Verbindliche Zahlungsfrist könnte Finanzierungsdruck erhöhen

Viele Unternehmen warten nach dem Versand einer Rechnung erst einmal vergeblich auf ihr Geld. Häufig erfolgen die Zahlungen verspätet. Der EU-Vorschlag zu einer verbindlichen Zahlungsfrist stößt auf große Kritik. Eine aktuelle Studie zeigt, dass der Druck auf das Forderungsmanagement steigt.

Ein effektives Forderungsmanagement ist für Unternehmen überlebenswichtig. Offene Forderungen müssen so zeitnah wie möglich eingetrieben werden. Nur so kann die Liquidität eines Unternehmens langfristig gesichert werden. Dabei spielt es eine große Rolle, welche Zahlungsfristen ein Unternehmen seinen Kunden gewährt.

Vorschlag zu einer verbindlichen Zahlungsfrist stößt auf Kritik

Ein Vorschlag der EU-Kommission sieht eine verbindliche Zahlungsfrist von 30 Tagen im Geschäftsverkehr vor. Doch noch handelt es sich um einen Entwurf, der auch scharf kritisiert wird, beispielsweise vom DIHK.  

"Bei vielen Händlern, aber auch Herstellern herrscht große Unruhe über die geplante Zahlungsverzugsverordnung", berichtet etwa Achim Dercks, stellvertretender Hauptgeschäftsführer der Deutschen Industrie- und Handelskammer (DIHK). "Ganze Branchen rechnen mit schweren wirtschaftlichen Schäden. Gerade für kleine und mittlere Händler drohen die Finanzierungskosten deutlich zu steigen."

Liquidität sichern

Großzügige Zahlungsfristen geben Unternehmen die Möglichkeit, Zahlungen möglichst spät zu leisten und auf diese Weise ihre finanzielle Performance zu optimieren. Doch es gibt einen Unterschied zwischen einer Zahlung, die im Rahmen der Zahlungsfrist herausgezögert wird und einer verspäteten Zahlung.

Klar ist: Gerät der Rechnungsempfänger in Zahlungsverzug, besteht Handlungsbedarf. Fehler sind menschlich – und eine Rechnung kann einmal verbummelt werden. Doch die Liquidität des betroffenen Unternehmens leidet bei verspäteten Zahlungseingängen. Mithilfe von Zahlungserinnerungen, Mahnungen oder sogar einem gerichtlichen Mahnverfahren soll der Schuldner zur Zahlung bewegt werden. Je mehr Zeit vergeht, desto größer das Risiko, dass eine Forderung komplett ausfällt. Doch wie steht es aktuell um die Zahlungsmoral von Unternehmen?

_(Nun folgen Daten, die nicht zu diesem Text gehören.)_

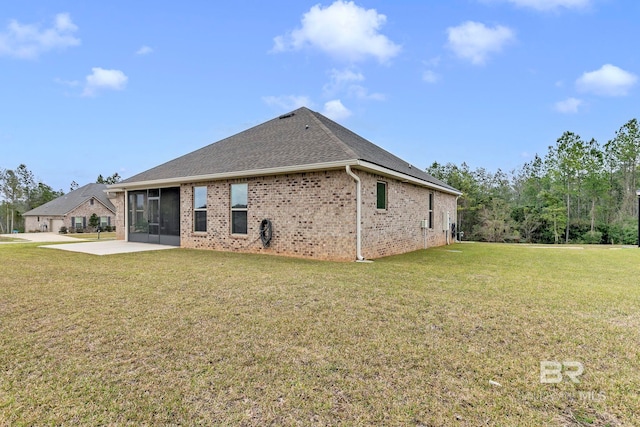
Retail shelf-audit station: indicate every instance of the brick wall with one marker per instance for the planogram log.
(313, 215)
(121, 214)
(397, 229)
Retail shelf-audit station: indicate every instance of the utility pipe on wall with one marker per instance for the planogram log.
(358, 213)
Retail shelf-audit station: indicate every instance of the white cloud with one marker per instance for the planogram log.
(360, 92)
(343, 30)
(144, 50)
(430, 76)
(609, 80)
(546, 5)
(287, 102)
(569, 105)
(335, 110)
(474, 41)
(29, 41)
(70, 83)
(345, 81)
(101, 79)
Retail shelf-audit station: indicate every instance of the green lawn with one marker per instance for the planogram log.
(200, 337)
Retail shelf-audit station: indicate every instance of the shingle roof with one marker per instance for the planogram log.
(302, 137)
(68, 202)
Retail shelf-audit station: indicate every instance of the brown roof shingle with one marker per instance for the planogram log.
(301, 137)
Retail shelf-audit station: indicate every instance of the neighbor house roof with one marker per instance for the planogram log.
(302, 140)
(68, 202)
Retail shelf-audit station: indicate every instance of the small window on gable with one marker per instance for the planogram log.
(239, 211)
(200, 209)
(381, 195)
(430, 210)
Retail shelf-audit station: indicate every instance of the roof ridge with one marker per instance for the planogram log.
(333, 136)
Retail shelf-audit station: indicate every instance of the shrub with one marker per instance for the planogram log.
(592, 237)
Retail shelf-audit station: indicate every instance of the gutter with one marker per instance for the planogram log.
(359, 256)
(360, 164)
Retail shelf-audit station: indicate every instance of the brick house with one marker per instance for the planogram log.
(297, 185)
(72, 210)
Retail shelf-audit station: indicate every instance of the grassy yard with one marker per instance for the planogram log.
(445, 337)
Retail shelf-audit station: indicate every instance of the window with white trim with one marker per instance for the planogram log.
(239, 211)
(431, 210)
(381, 195)
(200, 209)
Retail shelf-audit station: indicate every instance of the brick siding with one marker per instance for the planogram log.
(313, 216)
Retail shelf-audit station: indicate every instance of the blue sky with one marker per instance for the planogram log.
(92, 88)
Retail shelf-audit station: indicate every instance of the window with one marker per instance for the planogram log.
(430, 210)
(78, 222)
(239, 196)
(381, 195)
(200, 209)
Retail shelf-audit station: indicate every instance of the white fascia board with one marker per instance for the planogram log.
(169, 182)
(372, 167)
(360, 164)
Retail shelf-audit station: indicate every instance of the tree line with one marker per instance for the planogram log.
(579, 192)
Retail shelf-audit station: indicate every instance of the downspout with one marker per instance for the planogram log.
(359, 256)
(455, 238)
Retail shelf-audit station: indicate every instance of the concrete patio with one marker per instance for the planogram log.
(108, 247)
(94, 247)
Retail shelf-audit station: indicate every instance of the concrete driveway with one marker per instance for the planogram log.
(41, 237)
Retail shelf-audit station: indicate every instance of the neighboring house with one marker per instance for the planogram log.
(327, 193)
(72, 210)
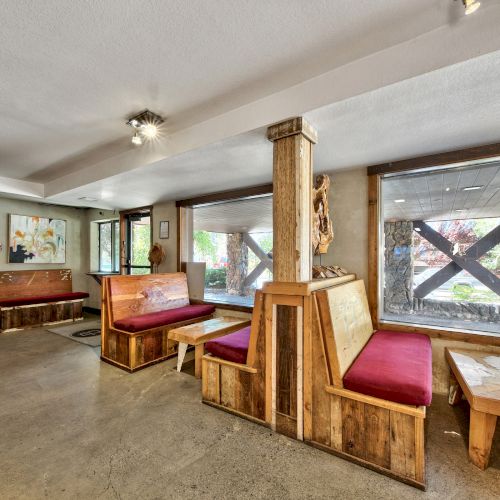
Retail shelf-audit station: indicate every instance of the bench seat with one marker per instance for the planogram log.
(232, 347)
(394, 366)
(157, 319)
(42, 299)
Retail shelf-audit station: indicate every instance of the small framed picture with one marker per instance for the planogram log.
(164, 229)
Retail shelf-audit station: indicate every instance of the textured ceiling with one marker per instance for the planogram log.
(73, 71)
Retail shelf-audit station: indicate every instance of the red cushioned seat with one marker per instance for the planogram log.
(232, 347)
(395, 367)
(163, 318)
(41, 299)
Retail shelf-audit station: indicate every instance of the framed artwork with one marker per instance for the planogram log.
(36, 240)
(164, 229)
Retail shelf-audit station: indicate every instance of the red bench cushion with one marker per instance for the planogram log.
(395, 367)
(232, 347)
(163, 318)
(41, 299)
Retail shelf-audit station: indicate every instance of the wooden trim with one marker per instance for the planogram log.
(223, 196)
(469, 337)
(476, 153)
(220, 361)
(414, 411)
(373, 245)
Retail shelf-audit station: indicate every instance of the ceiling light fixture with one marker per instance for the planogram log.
(471, 6)
(146, 124)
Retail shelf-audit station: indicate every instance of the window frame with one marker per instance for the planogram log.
(463, 157)
(115, 265)
(183, 206)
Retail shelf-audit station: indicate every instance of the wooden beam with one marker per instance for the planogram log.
(475, 251)
(437, 160)
(473, 267)
(223, 196)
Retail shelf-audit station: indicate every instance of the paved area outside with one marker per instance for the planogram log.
(74, 427)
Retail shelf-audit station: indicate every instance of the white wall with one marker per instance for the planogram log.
(75, 221)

Days Sales Outstanding weltweit gestiegen

Mit der Kennzahl "Days Sales Outstanding" (DSO) kann ermittelt werden, wie lange es dauert, bis Kunden eine Rechnung begleichen. Eine aktuelle Allianz Trade Studie zeigt, dass sich die Zahlungsmoral weltweit verschlechtert hat. Im Schnitt warteten Unternehmen im Jahr 2023 rund 59 Tage lang auf ihr Geld. Im Jahr 2022 waren es lediglich 56 Tage. Ein DSO-Anstieg von 3 Tagen ist erheblich und erhöht die Liquiditätsrisiken.

Mehr Insolvenzen in Deutschland zu erwarten

Deutsche Unternehmen zeigen sich hier etwas zuverlässiger: Rechnungen wurden hier bereits im Schnitt nach 54 Tagen bezahlt. Dennoch heißt dies nicht, dass deutsche Firmen aufatmen können:

"Je länger Unternehmen auf ihr Geld warten müssen, desto wahrscheinlicher ist es, dass die Rechnung gar nicht bezahlt wird", sagt Milo Bogaerts, CEO von Allianz Trade in Deutschland, Österreich und der Schweiz. "Insofern ist die Zahlungsmoral ein wichtiger Indikator für potenzielle Zahlungsausfälle und damit Vorbote für Insolvenzen. Deutsche Unternehmen haben zwar immer noch eine vergleichsweise gute Zahlungsmoral, dennoch erwarten wir, dass die Insolvenzen in der Bundesrepublik im Jahr 2024 um +13% steigen werden."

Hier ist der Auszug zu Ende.